For much of its length between Kew Gardens and JFK Airport, Lefferts Boulevard is your typical outerborough congested thoroughfare. Two lanes wide between its northern end at Kew Gardens Road and Rockaway Boulevard in South Ozone Park, traffic often backs up on it at rush hour and on weekends.
But south of Rockaway Boulevard, Lefferts is wider — four lanes in each direction — and less congested.
It is, however, dangerous.
According to city Department of Transportation records, the stretch of Lefferts Boulevard between Rockaway and North Conduit Avenue has seen 211 accidents since 2009, causing 135 injuries and five fatalities — two at the intersection of Lefferts and 135th Avenue and three at the corner of Lefferts and Rockaway boulevards.
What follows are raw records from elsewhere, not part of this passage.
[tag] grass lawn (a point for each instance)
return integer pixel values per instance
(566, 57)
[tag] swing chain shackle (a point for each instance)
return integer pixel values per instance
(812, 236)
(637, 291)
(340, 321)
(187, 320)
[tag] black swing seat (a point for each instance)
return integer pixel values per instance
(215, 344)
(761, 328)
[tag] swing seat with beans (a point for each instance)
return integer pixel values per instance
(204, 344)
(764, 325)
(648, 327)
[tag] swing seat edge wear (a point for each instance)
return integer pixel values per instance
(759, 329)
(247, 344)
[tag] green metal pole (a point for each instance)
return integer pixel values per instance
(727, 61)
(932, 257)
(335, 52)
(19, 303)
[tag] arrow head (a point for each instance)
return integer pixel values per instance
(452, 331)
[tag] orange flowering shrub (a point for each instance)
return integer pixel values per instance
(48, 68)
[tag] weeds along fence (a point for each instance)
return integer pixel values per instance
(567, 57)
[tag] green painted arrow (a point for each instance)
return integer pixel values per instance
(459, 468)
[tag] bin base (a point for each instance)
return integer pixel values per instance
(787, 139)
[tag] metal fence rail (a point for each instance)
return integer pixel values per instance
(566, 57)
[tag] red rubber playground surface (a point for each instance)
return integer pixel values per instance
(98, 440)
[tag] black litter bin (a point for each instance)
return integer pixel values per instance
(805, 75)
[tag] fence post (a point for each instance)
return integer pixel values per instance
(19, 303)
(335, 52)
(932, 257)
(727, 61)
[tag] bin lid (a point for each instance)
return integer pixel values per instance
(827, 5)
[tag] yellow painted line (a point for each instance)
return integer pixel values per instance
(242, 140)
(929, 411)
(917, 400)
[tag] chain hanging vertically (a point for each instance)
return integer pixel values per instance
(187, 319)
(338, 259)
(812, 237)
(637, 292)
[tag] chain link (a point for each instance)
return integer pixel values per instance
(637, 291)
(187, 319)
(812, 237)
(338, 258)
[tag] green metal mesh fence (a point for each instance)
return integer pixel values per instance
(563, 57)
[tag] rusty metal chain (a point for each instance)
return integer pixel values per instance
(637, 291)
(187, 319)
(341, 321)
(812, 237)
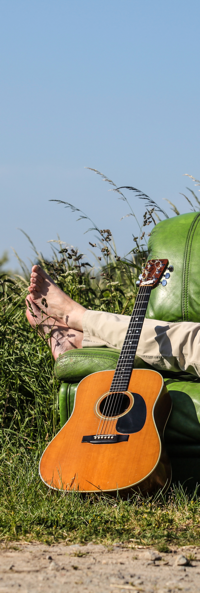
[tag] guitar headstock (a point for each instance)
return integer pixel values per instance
(152, 272)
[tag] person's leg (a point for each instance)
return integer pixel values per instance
(164, 345)
(60, 338)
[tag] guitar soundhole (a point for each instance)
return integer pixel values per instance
(114, 404)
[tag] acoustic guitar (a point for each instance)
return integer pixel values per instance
(113, 441)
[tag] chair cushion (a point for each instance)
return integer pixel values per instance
(178, 240)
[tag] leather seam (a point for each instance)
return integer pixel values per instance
(186, 267)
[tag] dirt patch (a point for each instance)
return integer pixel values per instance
(30, 568)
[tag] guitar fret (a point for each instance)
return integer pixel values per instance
(126, 360)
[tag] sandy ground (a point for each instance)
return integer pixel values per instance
(29, 568)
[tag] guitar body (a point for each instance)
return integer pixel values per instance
(112, 451)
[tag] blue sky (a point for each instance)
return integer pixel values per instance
(109, 84)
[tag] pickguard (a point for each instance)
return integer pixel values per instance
(135, 419)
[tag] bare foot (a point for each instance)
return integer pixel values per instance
(53, 301)
(60, 338)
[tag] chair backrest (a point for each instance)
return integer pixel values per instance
(178, 240)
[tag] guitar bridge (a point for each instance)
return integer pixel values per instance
(105, 439)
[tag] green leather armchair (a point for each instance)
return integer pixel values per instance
(177, 239)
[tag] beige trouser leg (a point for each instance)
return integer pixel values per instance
(164, 345)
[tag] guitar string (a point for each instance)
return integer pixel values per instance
(113, 404)
(114, 411)
(134, 327)
(118, 379)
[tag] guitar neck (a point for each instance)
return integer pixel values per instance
(126, 360)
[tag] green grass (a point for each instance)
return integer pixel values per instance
(31, 512)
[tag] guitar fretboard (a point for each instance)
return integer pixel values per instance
(126, 360)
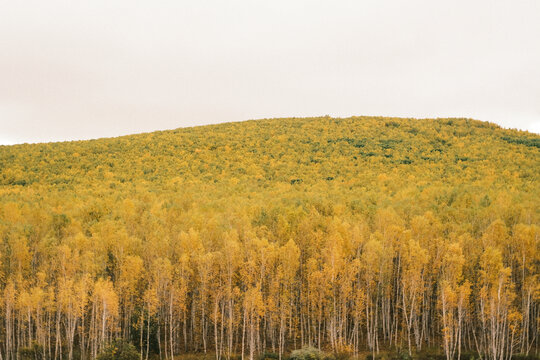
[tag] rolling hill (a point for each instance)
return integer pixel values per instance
(351, 235)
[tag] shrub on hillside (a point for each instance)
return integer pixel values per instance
(119, 350)
(308, 353)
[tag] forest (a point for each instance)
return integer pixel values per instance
(361, 237)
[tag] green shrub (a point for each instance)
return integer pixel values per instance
(268, 356)
(34, 352)
(119, 350)
(308, 353)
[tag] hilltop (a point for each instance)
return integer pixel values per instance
(146, 223)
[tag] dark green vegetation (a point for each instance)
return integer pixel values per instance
(362, 235)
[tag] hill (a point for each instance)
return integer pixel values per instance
(352, 235)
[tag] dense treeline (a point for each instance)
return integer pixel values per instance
(351, 235)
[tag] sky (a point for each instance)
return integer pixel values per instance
(72, 70)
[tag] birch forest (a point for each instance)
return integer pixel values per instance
(360, 237)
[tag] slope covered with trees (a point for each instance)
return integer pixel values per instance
(349, 235)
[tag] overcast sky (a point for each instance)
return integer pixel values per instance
(87, 69)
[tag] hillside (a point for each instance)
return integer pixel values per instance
(356, 234)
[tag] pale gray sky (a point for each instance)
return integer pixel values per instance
(87, 69)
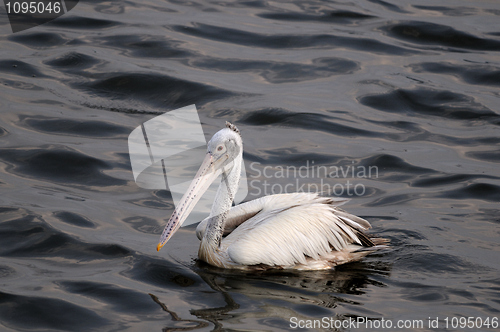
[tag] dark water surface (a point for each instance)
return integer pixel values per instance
(408, 87)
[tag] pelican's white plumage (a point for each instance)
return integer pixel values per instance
(299, 231)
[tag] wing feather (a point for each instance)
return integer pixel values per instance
(288, 229)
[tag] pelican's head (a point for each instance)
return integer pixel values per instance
(222, 150)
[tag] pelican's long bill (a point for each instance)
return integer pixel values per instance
(207, 174)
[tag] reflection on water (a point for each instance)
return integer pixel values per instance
(286, 294)
(409, 88)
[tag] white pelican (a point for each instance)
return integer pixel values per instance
(292, 231)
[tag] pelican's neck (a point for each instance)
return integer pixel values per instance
(223, 200)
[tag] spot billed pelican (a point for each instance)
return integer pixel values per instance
(292, 231)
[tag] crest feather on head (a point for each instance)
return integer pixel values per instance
(232, 127)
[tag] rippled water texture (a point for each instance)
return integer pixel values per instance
(411, 87)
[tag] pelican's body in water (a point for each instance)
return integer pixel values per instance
(292, 231)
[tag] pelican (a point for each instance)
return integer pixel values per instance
(302, 231)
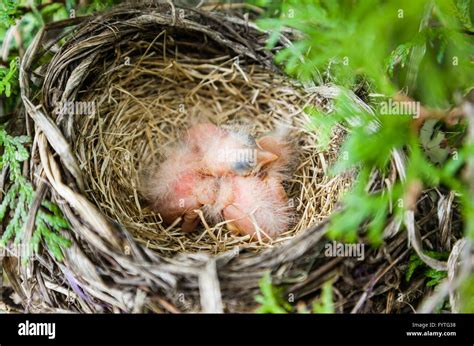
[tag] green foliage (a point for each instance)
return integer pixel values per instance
(270, 298)
(8, 12)
(434, 276)
(467, 296)
(346, 39)
(414, 46)
(8, 78)
(18, 198)
(29, 16)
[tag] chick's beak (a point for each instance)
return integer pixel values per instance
(264, 158)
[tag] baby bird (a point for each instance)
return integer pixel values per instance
(228, 175)
(224, 152)
(253, 206)
(177, 188)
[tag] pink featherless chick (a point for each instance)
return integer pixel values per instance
(253, 206)
(177, 188)
(224, 152)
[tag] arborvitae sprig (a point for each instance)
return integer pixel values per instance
(49, 222)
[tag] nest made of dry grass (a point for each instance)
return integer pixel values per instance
(121, 258)
(147, 104)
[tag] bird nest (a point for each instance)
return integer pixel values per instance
(114, 91)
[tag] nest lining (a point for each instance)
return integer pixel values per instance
(145, 105)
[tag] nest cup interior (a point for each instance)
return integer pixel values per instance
(150, 92)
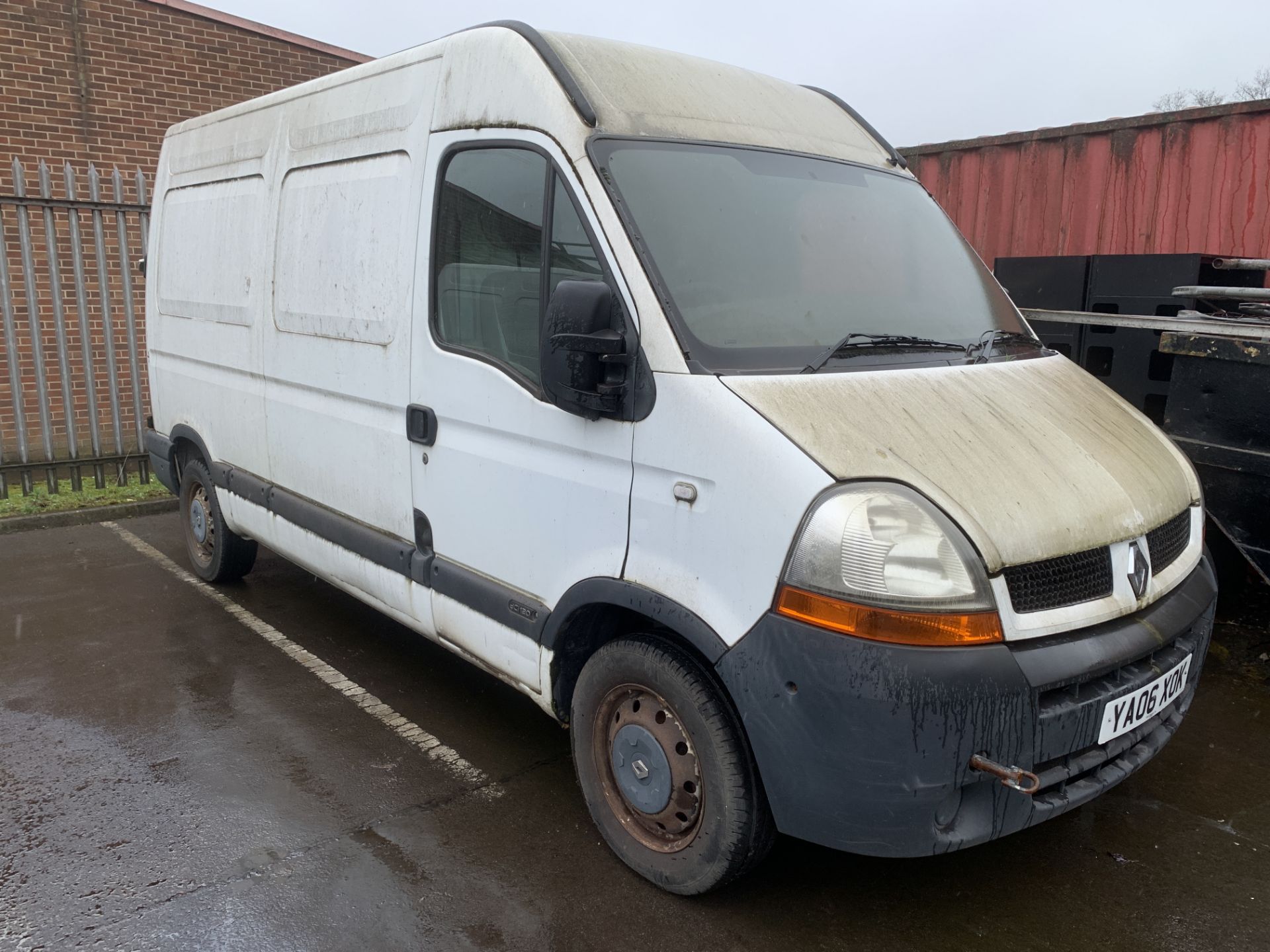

Of the 211 accidents, 71 occurred at Lefferts and North Conduit Avenue, which is remarkably higher than average.
“The major intersections, most of them don’t have any more than 20 accidents,” Nichole Altmix, senior project manager for the DOT, said at the Oct. 4 Community Board 10 meeting, where the agency presented a plan for comment. “That’s pretty scary.”
The statistics, part of a study that began in 2009 for the stretch of Lefferts Boulevard in South Ozone Park have led the agency to look at changes to the configuration of the road.
The plan they presented last week would reduce the number of lanes from two in each direction to one between Rockaway Boulevard and 149th Avenue, allowing for a wider parking lane and dedicated left turn lanes. There will be a wider painted median and new crosswalks would be installed.
The lane reduction will also reduce speeds, Altmix said, noting that the road, which the DOT says is used by 495 vehicles per hour at peak times, is notorious for speeders.
“More than 70 percent of cars speed along this stretch,” she said, adding that the DOT has found that converting to a busy one-lane road reduces speeding.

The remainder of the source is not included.